Think of it like this, those statues you see from Ancient Greece and Rome those men have big biceps, defined abs and chiselled chests but they never ate any supplements did they (those statues would have been based on something – clearly some people in that period looked like that)? So in short supplements should be used to supplement only; they should not form the basis of your diet.
Going to the Gym Every Day is Healthy
I’ve lost count of the number of times I’ve heard people new to the gym boast that they went five times last week for a couple of hours at a time. Doing an exercise regime like this is really not very good for your body, why? Well your body needs to rest and recover after exercise – especially an intense weight session – because the muscle fibres will have torn slightly. It is these fibres that, once they’ve repaired themselves, come back bigger and stronger increasing muscle size and strength. If you don’t give them time to repair then you aren’t likely to see as many gains.
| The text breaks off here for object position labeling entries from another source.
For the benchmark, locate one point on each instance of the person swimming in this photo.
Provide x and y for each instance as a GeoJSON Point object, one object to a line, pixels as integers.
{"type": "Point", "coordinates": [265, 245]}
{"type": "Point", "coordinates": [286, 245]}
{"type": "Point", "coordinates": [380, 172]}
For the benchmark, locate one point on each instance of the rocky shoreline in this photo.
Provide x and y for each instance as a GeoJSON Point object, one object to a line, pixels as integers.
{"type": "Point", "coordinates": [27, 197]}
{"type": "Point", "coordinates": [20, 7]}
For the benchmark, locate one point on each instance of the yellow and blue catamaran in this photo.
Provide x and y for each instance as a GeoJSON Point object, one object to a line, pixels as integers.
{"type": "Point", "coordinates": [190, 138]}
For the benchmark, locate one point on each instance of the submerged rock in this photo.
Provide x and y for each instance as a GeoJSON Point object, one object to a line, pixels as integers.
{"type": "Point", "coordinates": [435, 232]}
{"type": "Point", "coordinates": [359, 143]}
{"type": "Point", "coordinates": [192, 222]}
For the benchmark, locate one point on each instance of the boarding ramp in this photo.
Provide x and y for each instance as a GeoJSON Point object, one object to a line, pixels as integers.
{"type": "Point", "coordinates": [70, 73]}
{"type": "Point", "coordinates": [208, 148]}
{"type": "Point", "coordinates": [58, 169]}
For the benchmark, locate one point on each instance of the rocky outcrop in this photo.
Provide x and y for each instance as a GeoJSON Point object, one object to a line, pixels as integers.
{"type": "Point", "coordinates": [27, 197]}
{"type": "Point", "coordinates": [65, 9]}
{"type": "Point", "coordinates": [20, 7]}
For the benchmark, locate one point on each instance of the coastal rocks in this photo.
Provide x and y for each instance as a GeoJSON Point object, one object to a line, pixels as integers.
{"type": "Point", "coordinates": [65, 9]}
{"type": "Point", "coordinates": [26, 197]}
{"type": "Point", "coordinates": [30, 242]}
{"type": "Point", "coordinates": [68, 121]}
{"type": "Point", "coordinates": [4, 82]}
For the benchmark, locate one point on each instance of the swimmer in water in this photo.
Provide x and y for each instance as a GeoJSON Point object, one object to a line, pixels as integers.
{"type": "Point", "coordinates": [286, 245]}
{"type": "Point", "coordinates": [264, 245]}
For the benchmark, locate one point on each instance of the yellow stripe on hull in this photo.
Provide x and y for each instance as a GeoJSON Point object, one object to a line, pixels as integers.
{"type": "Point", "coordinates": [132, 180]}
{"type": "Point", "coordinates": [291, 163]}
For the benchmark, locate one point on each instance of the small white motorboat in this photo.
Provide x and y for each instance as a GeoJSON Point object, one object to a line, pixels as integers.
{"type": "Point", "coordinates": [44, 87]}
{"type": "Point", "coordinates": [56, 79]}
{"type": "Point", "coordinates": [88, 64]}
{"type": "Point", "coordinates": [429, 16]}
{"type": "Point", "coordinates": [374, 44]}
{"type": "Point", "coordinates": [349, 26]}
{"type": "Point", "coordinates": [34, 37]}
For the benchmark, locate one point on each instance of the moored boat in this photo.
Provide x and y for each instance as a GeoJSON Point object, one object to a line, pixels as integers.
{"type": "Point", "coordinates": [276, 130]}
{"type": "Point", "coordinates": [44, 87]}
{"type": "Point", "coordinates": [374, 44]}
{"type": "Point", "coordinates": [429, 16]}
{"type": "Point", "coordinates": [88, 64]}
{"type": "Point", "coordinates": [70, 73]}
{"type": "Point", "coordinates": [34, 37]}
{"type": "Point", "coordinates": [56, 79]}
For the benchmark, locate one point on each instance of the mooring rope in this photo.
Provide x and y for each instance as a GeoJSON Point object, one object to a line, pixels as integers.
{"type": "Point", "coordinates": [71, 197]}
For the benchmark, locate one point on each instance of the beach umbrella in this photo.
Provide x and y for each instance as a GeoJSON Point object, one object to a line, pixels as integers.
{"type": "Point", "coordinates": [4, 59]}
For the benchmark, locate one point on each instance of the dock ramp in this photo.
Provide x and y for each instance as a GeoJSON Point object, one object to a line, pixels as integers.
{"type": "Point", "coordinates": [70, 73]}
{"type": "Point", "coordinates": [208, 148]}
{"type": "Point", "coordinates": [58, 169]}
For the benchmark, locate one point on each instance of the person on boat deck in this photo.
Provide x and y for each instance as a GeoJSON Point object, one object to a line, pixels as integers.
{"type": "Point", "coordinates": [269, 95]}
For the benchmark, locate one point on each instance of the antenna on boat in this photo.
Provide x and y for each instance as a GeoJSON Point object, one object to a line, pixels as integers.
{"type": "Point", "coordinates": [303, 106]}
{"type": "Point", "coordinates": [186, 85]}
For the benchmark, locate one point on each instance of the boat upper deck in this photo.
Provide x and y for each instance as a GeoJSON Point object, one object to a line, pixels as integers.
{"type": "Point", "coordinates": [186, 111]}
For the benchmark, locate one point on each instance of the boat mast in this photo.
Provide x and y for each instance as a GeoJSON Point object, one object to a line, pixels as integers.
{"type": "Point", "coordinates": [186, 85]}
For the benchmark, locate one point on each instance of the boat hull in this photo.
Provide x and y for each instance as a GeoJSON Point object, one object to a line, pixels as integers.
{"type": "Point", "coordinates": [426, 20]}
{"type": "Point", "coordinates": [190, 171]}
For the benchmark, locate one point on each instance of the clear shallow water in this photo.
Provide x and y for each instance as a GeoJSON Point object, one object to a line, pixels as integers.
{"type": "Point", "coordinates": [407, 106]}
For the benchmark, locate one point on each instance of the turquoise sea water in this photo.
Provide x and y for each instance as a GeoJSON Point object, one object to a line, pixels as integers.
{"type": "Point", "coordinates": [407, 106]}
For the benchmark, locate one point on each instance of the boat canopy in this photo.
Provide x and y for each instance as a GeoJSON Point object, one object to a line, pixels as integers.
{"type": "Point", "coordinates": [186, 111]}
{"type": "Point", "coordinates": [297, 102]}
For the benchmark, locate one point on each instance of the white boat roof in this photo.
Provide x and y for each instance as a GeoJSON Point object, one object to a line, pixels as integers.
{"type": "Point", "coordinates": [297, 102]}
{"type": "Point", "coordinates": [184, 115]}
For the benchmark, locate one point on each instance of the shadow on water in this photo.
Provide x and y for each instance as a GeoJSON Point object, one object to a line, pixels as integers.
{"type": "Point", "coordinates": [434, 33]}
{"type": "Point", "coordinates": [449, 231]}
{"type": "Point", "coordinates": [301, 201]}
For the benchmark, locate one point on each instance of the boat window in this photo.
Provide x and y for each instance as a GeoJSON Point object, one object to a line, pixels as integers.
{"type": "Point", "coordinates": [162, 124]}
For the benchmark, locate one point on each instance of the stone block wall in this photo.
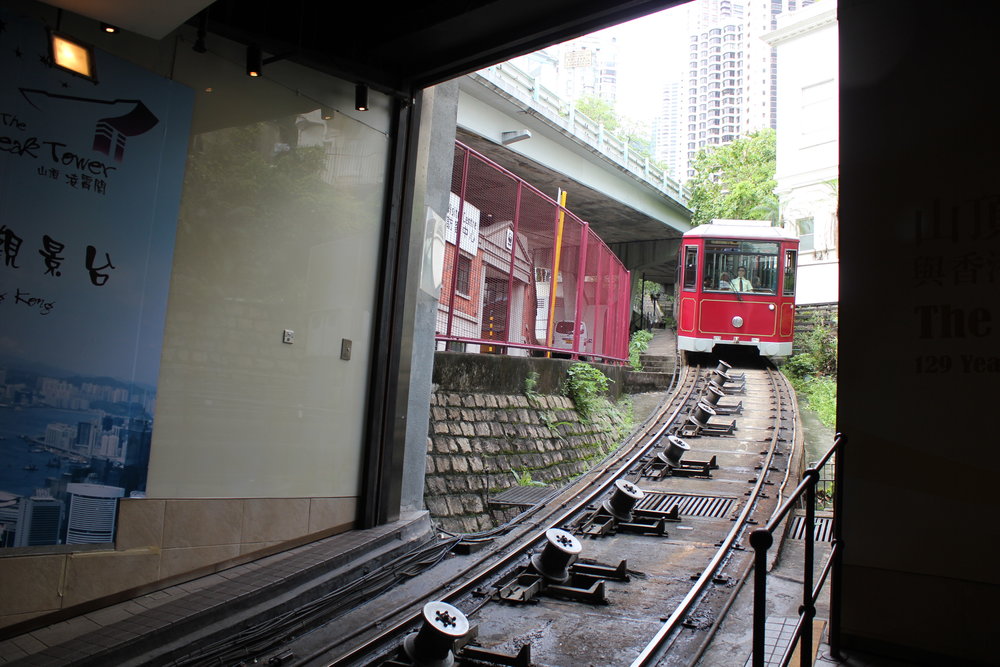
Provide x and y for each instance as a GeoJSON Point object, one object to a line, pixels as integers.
{"type": "Point", "coordinates": [480, 443]}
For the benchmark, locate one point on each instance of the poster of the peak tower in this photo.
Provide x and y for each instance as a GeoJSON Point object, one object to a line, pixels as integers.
{"type": "Point", "coordinates": [91, 171]}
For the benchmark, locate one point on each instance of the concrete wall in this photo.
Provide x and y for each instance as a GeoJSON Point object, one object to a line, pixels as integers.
{"type": "Point", "coordinates": [919, 324]}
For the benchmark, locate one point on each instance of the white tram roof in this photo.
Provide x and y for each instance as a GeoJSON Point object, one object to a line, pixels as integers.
{"type": "Point", "coordinates": [741, 229]}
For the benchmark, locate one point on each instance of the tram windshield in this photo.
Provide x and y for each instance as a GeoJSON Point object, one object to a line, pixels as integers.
{"type": "Point", "coordinates": [732, 265]}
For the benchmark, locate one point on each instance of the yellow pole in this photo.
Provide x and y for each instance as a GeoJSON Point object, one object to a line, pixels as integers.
{"type": "Point", "coordinates": [554, 281]}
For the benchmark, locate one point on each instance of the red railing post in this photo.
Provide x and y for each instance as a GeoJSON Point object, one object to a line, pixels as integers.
{"type": "Point", "coordinates": [458, 241]}
{"type": "Point", "coordinates": [581, 274]}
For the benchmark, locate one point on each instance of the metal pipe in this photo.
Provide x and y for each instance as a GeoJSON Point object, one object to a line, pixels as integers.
{"type": "Point", "coordinates": [761, 540]}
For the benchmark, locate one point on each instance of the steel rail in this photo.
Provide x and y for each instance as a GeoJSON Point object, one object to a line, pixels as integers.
{"type": "Point", "coordinates": [652, 652]}
{"type": "Point", "coordinates": [520, 544]}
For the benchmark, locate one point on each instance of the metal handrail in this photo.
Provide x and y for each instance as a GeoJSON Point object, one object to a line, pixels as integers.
{"type": "Point", "coordinates": [528, 90]}
{"type": "Point", "coordinates": [762, 539]}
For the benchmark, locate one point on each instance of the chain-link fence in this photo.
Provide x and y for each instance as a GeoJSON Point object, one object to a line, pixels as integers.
{"type": "Point", "coordinates": [524, 276]}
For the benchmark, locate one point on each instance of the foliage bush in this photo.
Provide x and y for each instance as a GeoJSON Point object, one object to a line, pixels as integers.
{"type": "Point", "coordinates": [637, 345]}
{"type": "Point", "coordinates": [585, 385]}
{"type": "Point", "coordinates": [813, 372]}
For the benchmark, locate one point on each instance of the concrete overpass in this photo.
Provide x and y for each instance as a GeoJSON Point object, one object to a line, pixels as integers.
{"type": "Point", "coordinates": [634, 207]}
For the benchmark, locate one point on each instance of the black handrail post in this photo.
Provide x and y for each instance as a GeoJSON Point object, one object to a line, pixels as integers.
{"type": "Point", "coordinates": [837, 560]}
{"type": "Point", "coordinates": [808, 610]}
{"type": "Point", "coordinates": [761, 540]}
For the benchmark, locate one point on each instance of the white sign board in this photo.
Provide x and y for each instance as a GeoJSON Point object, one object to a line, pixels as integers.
{"type": "Point", "coordinates": [470, 225]}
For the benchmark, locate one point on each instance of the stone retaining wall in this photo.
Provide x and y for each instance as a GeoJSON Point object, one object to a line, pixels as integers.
{"type": "Point", "coordinates": [480, 443]}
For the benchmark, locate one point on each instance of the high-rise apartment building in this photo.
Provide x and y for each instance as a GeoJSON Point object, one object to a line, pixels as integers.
{"type": "Point", "coordinates": [671, 129]}
{"type": "Point", "coordinates": [732, 73]}
{"type": "Point", "coordinates": [714, 93]}
{"type": "Point", "coordinates": [760, 62]}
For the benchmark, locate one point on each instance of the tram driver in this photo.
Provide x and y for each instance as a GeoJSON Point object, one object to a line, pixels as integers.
{"type": "Point", "coordinates": [741, 283]}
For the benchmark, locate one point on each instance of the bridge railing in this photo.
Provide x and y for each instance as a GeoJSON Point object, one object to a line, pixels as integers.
{"type": "Point", "coordinates": [523, 275]}
{"type": "Point", "coordinates": [528, 90]}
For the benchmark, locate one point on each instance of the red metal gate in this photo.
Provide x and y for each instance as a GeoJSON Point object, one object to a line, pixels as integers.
{"type": "Point", "coordinates": [523, 275]}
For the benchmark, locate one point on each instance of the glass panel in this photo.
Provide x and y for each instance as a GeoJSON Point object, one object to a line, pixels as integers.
{"type": "Point", "coordinates": [742, 266]}
{"type": "Point", "coordinates": [806, 233]}
{"type": "Point", "coordinates": [790, 262]}
{"type": "Point", "coordinates": [280, 227]}
{"type": "Point", "coordinates": [690, 267]}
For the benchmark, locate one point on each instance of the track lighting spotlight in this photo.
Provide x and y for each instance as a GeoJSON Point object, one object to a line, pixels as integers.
{"type": "Point", "coordinates": [255, 61]}
{"type": "Point", "coordinates": [71, 55]}
{"type": "Point", "coordinates": [361, 97]}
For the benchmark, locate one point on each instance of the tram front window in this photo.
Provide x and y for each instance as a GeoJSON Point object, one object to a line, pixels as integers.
{"type": "Point", "coordinates": [741, 266]}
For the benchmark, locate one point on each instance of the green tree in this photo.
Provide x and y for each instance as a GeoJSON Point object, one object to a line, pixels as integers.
{"type": "Point", "coordinates": [599, 110]}
{"type": "Point", "coordinates": [735, 180]}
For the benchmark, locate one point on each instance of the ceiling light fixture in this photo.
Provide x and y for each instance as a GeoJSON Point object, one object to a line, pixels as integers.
{"type": "Point", "coordinates": [361, 97]}
{"type": "Point", "coordinates": [511, 136]}
{"type": "Point", "coordinates": [71, 55]}
{"type": "Point", "coordinates": [255, 61]}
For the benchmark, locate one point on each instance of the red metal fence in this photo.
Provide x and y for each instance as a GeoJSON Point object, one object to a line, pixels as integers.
{"type": "Point", "coordinates": [524, 276]}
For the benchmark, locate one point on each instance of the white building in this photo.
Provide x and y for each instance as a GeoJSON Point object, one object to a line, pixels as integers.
{"type": "Point", "coordinates": [807, 135]}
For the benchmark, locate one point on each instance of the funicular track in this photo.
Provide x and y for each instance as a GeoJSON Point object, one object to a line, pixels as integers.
{"type": "Point", "coordinates": [633, 564]}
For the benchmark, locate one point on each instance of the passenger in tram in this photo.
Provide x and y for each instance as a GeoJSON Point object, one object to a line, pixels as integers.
{"type": "Point", "coordinates": [741, 283]}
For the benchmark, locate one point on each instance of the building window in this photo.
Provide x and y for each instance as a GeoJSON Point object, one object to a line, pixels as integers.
{"type": "Point", "coordinates": [807, 234]}
{"type": "Point", "coordinates": [464, 271]}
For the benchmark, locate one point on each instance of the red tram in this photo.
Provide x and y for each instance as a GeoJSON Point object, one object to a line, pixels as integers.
{"type": "Point", "coordinates": [736, 286]}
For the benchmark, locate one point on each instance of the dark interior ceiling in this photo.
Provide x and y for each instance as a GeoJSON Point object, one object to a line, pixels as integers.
{"type": "Point", "coordinates": [401, 47]}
I’m Going to the Gym Later so I Can Eat What I Want Now
This is an easy one for people to slip up on if they’re not careful. Just because you’re now going to the gym three times a week that doesn’t mean you can gorge on unhealthy food (well if you’re serious it does).
I read somewhere once that getting fit is around 80% diet and 20% exercise although I’m not sure it’s that heavily weighted you get the idea. If you’re serious about getting into shape then you have to combine your efforts in the gym with what you’re eating out of it.
If I Don’t Feel it the Next Day I Didn’t Try Hard Enough
It isn’t uncommon to find slogans like “Push until it hurts” and such posted on gym walls up and down the country. As ‘inspiring’ as these are they are actually unhelpful and put the false notion that if we don’t hurt we haven’t worked hard enough.
I’ll start by saying that in a few cases you will probably hurt the next day; if you’re a beginner, if you’ve started a more intense regime or a new activity then a bit of muscular pain should be expected. If you’re sore after every gym session then you should look into lessening the intensity or frequency of them.
Women are often very reluctant to do anything in the gym other than the treadmill, cross trainer or crunches – despite the benefits of strength training including weight loss and body tone. For many the reason is simply that they don’t want to use any weights or other forms of strength training because they’re scared that they will develop a prominent muscular frame. However, this is a myth; generally speaking women find it hard to build muscle naturally because they have very low levels of testosterone. Testosterone is important in the muscle growth process and so women should not be scared of developing massive biceps.